19 de abril de 2015

A minha vizinha de cima* – crónicas

A minha vizinha de cima não foi ver as Sombras de Grey. Esteve vai-não-vai, mas o temor de ser vista acabou por ser mais forte. O livro, folheou-o algumas vezes na Fnac, sempre numa pressa atabalhoada, saltando linhas, parágrafos, páginas — à procura de alguma coisa, embora sem saber bem o quê. 

Com os farrapos do que lhe chegou aos ouvidos, ostensiva e falsamente desatentos, algumas ideias começaram a arrumar-se-lhe na mente, sem remédio.

Pouco a pouco, formou um difuso, e confuso, imaginário equestre de espáduas retesadas e garupas luzidias, de arreios ornados de metais: selas, bridões, antolhos, rédeas, chibatas — flamantes línguas de couro negro.

Foi assim que, ao longo de muitos dias, se multiplicou, ufana, em trotes e pinotes, cabriolas e cavalgadas. Porém, o tempo às éguas também faz a sua mossa. E não se reconheciam naquele sobressalto dos nervos as qualidades que Frei António das Chagas atribuiu ao cavalo do Conde de Sabugal, que dava grandes curvetas. A bruteza sim, mas não a galhardia. E não se prestando a andadura à música, as salsas não lhe saíam airosas. Galopes de pau, dir-se-ia.

Sempre que aquele alvoroço cavalar a tomava, outras imagens a assaltavam, insistentes. No meio daqueles tormentosos prazeres, involuntariamente lhe apareciam — ele há coisas extraordinárias  as figuras de Rod Stewart e de José Sócrates, ofuscantes clarões.

Roderick fazia-lhe talvez lembrar as promessas e ousadias das primeiras fervuras do sangue, numa juventude tão distante quanto próxima. As promessas de José, essas, provocavam-lhe um anelante arfar, imperceptível e ao mesmo tempo indisfarçável, e uma espécie de taquicardia que, curiosamente, lhe pulsava no ventre.

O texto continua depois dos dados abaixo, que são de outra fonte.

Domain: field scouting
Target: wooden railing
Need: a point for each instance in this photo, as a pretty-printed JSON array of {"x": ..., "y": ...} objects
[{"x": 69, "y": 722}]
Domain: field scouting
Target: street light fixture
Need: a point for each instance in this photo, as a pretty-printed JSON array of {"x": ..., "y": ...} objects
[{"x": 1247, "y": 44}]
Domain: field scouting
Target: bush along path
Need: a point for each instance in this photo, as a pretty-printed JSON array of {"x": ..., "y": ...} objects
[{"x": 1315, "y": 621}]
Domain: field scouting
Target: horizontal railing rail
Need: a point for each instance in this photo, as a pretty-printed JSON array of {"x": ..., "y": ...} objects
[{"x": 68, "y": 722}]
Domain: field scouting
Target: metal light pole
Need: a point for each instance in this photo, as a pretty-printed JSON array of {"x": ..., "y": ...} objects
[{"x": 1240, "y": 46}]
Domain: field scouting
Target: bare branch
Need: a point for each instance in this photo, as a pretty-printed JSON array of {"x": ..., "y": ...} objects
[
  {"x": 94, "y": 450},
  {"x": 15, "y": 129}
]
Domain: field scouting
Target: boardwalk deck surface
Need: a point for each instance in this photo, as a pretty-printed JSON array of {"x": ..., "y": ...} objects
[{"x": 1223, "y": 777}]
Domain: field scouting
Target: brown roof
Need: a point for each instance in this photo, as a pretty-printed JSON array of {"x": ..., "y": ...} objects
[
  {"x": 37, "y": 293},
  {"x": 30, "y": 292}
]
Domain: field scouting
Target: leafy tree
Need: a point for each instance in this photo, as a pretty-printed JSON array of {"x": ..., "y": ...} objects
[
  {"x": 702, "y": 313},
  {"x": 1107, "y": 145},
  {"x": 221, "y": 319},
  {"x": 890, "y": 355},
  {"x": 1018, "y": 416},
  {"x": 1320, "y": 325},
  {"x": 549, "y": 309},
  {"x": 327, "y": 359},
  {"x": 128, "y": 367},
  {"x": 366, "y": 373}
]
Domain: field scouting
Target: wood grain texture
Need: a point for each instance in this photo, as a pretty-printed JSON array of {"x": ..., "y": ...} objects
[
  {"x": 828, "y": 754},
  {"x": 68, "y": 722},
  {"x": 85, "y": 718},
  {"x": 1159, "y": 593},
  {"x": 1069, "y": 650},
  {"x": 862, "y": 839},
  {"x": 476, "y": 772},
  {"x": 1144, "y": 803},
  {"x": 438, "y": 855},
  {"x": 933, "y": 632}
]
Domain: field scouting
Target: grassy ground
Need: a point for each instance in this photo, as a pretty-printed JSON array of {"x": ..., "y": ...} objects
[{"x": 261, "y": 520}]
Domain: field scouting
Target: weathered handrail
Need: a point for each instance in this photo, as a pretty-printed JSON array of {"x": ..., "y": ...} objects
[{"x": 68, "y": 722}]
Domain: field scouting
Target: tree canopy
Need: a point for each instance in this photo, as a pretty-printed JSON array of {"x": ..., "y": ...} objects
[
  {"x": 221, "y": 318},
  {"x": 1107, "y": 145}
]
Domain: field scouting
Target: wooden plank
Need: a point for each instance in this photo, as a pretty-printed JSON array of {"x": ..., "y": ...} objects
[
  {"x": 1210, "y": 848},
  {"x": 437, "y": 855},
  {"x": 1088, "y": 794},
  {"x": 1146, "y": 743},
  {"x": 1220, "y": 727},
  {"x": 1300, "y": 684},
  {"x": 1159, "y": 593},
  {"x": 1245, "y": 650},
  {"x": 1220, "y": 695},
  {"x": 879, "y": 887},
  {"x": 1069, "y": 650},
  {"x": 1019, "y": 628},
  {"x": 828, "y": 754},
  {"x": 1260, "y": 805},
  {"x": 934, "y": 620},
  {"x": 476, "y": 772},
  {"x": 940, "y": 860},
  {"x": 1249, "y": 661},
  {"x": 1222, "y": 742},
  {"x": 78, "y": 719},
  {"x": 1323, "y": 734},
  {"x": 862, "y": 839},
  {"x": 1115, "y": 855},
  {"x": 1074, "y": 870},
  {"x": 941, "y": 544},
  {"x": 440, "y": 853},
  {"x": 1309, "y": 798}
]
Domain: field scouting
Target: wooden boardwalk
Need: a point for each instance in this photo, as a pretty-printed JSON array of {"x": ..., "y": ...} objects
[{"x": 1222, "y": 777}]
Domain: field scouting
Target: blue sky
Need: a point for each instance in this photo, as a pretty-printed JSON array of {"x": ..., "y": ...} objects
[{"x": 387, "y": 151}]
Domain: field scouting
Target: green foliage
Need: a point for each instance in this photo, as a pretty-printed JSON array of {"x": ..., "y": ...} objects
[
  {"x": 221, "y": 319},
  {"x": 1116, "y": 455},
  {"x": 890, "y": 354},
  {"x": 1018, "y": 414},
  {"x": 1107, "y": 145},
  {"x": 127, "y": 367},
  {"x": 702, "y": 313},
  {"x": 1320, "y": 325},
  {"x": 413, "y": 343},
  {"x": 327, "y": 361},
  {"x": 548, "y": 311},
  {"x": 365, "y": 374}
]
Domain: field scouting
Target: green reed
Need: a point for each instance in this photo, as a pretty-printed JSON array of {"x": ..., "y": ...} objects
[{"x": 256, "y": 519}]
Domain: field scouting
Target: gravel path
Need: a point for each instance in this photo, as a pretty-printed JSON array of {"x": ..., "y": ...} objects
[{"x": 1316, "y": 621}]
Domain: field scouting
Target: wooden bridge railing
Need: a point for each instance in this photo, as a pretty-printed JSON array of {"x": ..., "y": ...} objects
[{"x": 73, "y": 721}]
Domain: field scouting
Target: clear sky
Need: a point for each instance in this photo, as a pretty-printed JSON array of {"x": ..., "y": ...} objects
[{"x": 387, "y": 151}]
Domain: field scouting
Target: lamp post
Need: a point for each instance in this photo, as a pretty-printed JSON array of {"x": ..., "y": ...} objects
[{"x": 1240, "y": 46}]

E, nesses momentos, compungida sonhadora, a ideia do mortificado no seu retiro eborense enchia-lhe o espírito de sombras, que ela — mal ou bem — intimamente associava às de Grey.


Jorge Colaço
(convidado deste blog)

* Qualquer semelhança das personagens destas crónicas com pessoas existentes é pura coincidência.